Synoptic first!

So, you're a transit agency (or vendor, consultant, system integrator, etc.), and you've decided to develop an API to expose your real-time data. Perhaps you've gotten queries from developers like "I want to be able to query an API and get next bus arrivals at a stop...".

It's hard to say "no", but fulfilling that developer's request may not be the best way to go. If you have limited resources available to expose your data, there are better approaches available, which will in the long term enable the development of more advanced applications.

There are two key types of APIs for real-time transit data: synoptic and transactional. Synoptic APIs, like GTFS-realtime (and SIRI, in some use cases), communicate the entire state of a transit network in one call. Transactional APIs, by contrast, communicate stop-by-stop information. It's easy to process data from a synoptic API to provide a transactional API, but very difficult, if not impossible, to go in the other direction.

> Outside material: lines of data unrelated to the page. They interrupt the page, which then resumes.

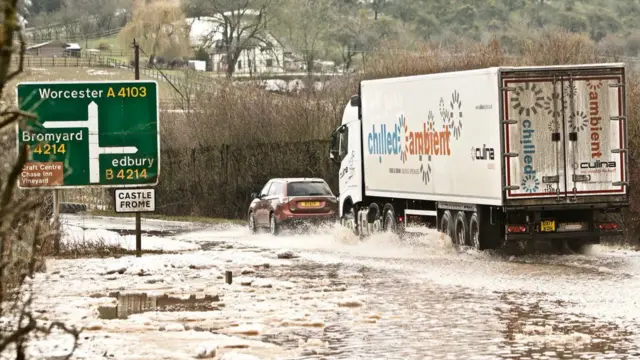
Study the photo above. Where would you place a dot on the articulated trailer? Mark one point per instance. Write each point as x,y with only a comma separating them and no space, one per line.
487,156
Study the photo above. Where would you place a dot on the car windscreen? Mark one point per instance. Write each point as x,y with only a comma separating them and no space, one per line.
308,188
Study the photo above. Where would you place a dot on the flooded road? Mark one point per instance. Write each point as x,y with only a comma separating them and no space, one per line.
434,302
328,295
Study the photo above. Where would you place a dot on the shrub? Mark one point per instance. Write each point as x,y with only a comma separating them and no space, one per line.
240,115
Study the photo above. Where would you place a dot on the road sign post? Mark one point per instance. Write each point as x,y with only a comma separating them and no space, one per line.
91,134
136,201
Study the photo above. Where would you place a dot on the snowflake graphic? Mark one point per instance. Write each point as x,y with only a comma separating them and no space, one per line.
402,123
530,183
569,92
578,121
594,85
445,114
425,169
431,123
456,114
549,105
527,99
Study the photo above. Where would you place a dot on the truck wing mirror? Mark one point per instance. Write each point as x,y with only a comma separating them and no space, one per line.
355,101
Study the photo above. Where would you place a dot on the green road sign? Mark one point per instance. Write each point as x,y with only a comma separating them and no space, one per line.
95,133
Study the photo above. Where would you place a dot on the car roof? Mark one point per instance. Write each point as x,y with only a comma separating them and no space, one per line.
300,179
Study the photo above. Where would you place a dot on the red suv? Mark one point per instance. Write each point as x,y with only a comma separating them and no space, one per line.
292,201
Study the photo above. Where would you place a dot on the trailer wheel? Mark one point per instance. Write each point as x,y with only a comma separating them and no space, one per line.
349,220
474,232
446,225
389,219
461,229
578,246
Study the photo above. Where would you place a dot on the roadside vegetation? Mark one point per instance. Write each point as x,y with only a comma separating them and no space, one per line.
240,135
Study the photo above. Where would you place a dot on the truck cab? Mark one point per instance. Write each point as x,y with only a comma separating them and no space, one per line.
487,156
346,151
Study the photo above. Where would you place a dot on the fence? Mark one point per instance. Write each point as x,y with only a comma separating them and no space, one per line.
30,61
218,181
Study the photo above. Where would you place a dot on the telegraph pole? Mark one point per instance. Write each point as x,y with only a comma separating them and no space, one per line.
136,64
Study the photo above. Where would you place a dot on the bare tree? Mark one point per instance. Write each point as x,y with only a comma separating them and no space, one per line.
159,27
236,25
307,24
378,6
23,233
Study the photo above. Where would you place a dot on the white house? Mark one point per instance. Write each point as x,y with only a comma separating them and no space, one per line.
260,56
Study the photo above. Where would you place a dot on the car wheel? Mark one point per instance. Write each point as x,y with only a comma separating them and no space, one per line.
274,229
252,223
390,220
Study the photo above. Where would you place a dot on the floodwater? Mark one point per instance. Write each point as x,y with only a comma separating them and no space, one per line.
328,295
430,301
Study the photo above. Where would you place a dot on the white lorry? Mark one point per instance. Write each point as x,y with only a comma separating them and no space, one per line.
487,156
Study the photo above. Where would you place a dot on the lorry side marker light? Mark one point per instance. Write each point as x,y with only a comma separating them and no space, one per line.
608,226
516,228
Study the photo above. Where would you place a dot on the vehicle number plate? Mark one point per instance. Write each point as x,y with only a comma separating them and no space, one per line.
310,204
548,226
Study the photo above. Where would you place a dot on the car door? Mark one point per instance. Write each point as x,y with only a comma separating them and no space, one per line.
272,198
261,212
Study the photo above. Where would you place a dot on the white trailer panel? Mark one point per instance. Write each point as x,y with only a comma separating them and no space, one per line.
434,137
564,136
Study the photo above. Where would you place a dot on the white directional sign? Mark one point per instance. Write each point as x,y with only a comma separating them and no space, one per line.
135,200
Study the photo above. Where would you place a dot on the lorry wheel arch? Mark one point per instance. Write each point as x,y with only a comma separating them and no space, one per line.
373,213
474,232
347,205
461,227
388,217
446,224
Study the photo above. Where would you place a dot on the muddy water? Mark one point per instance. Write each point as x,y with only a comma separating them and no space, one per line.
427,300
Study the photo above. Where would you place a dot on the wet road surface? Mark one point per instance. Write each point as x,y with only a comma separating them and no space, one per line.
432,302
339,297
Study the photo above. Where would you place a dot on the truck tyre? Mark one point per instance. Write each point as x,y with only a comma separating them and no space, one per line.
389,223
274,228
578,246
349,220
461,229
446,225
474,232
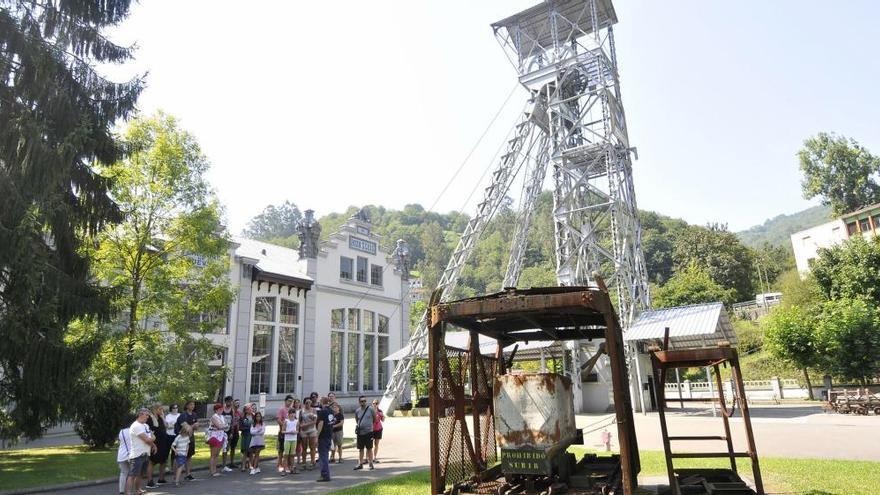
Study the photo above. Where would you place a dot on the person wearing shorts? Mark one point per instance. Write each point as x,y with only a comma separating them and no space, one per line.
281,417
258,442
364,417
141,446
291,430
336,437
189,417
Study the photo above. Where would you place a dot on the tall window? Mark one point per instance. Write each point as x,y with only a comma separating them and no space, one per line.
357,347
346,267
287,335
336,361
383,366
375,275
261,357
354,369
362,269
337,348
274,349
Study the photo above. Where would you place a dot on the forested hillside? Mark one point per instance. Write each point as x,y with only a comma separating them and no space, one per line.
686,263
777,231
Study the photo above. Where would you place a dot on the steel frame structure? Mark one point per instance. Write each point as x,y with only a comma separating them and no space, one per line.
574,125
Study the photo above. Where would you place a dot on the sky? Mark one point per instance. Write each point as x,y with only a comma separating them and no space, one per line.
333,104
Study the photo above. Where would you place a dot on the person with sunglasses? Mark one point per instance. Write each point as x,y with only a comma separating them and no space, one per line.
364,417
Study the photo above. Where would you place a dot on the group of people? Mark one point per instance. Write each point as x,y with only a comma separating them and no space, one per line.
316,425
153,439
156,438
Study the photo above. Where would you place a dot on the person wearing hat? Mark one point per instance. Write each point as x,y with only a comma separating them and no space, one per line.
281,417
141,446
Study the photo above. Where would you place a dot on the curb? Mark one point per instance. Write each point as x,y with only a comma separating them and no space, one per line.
88,483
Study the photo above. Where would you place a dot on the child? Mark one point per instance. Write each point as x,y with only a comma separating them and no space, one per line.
291,430
258,442
180,447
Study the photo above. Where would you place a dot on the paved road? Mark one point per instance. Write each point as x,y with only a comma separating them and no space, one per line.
802,431
404,448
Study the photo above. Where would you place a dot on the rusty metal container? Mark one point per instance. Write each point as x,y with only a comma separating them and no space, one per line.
534,419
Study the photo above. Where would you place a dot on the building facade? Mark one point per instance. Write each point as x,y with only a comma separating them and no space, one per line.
321,318
806,243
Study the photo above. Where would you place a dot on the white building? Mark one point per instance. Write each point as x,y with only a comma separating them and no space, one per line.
806,243
321,318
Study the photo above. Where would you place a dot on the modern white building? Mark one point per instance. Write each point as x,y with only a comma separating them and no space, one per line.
321,318
806,243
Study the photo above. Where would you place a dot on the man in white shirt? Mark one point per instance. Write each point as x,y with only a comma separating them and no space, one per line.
141,446
122,458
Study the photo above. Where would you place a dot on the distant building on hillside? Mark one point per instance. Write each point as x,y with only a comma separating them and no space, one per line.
806,243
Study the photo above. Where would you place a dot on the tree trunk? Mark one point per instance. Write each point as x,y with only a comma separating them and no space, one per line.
809,385
132,329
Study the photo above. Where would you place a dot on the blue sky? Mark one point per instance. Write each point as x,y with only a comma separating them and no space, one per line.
348,103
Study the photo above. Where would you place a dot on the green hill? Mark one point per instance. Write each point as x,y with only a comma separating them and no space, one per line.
777,230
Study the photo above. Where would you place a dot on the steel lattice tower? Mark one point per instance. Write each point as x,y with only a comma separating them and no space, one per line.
574,125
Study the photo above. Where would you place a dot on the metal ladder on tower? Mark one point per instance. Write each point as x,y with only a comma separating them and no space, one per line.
525,137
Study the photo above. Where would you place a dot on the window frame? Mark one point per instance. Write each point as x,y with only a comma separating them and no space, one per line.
362,275
342,273
376,269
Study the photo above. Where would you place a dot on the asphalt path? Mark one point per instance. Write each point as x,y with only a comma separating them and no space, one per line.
780,431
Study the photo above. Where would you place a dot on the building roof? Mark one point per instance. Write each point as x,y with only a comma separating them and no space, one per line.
860,211
697,325
277,261
525,350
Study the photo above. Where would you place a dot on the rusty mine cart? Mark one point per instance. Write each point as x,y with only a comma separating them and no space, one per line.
479,409
498,431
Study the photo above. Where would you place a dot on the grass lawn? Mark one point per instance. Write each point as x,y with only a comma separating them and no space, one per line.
798,476
40,467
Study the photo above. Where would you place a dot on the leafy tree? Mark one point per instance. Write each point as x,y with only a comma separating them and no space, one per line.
848,338
659,234
729,263
839,170
692,285
433,241
770,262
850,270
790,335
55,123
275,223
168,261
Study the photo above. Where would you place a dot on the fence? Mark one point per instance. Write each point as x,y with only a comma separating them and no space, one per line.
772,389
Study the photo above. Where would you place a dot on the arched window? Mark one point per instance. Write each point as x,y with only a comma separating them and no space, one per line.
275,333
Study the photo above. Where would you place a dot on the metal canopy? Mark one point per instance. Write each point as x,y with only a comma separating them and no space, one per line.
534,23
517,315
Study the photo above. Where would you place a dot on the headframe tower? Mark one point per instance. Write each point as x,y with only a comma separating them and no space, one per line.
575,129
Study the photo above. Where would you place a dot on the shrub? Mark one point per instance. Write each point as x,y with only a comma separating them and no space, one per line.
100,415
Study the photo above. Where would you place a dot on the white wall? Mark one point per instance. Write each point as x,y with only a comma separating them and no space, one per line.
806,242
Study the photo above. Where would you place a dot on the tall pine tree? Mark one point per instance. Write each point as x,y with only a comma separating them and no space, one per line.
56,114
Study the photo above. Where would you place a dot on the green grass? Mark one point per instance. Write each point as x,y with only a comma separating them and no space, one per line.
791,476
39,467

Why are synoptic APIs important? Imagine a medium-sized transit network with roughly 10,000 bus stops, and around 1,000 vehicles on the road during peak service. If you wanted to know the state of the entire transit network, you could query an API for arrivals at each of the 10,000 bus stops, or query an API for the status of each of the 1,000 trips. It's a lot more efficient (by orders of magnitude) to get the status of the active trips than it is to query for arrivals at every stop. Once you have the status of every trip, you can apply that information to the schedule to determine when that trip will arrive at upcoming stops.

It's true, it can be more challenging to use a synoptic API if all you want is simple stop-by-stop arrival information. But that's where software like OneBusAway comes into play—with OneBusAway, you can consume a synoptic GTFS-realtime or SIRI feed, and access it through the transactional OneBusAway RESTful API or RESTful SIRI 2.0.

So why should a transit agency implement a synoptic API first? There are several key reasons.

First, synoptic APIs are easier for feed producers to implement and deliver. With a transactional API, feed producers have to implement some sort of script to respond to requests, whereas a synoptic API can be as simple as a static text file (or XML, Protocol Buffers, etc.) written to a Web server every 30 seconds—no scripting necessary. For example, this file provides a synoptic feed from Hampton Roads Transit. Yes, it's in a non-standard format, but it's also immensely simple—just a static CSV file on a Web server, updated a few times every minute with fresh data.

More importantly, synoptic APIs enable advanced applications, like real-time trip planning, real-time performance monitoring, and data visualizations that would be difficult or impossible to implement on top of a transactional API.

If you're a transit data developer or open data advocate, keep these ideas in mind when you talk to transit agencies about opening their data. I was immensely disappointed, for example, to find this message in which a Code for America 'fellow' recommended to a group of transit developers that they push for a transactional API from their local transit agency rather than a synoptic API like GTFS-realtime. Yes, a transactional API may make it easier to get a 'where's my bus' app out the door, but in the long run it harms everyone by stunting the development of the most advanced real-time transit applications.

(For another perspective, see this mailing list post by Brian Ferris, which provided some of the motivation for this post.)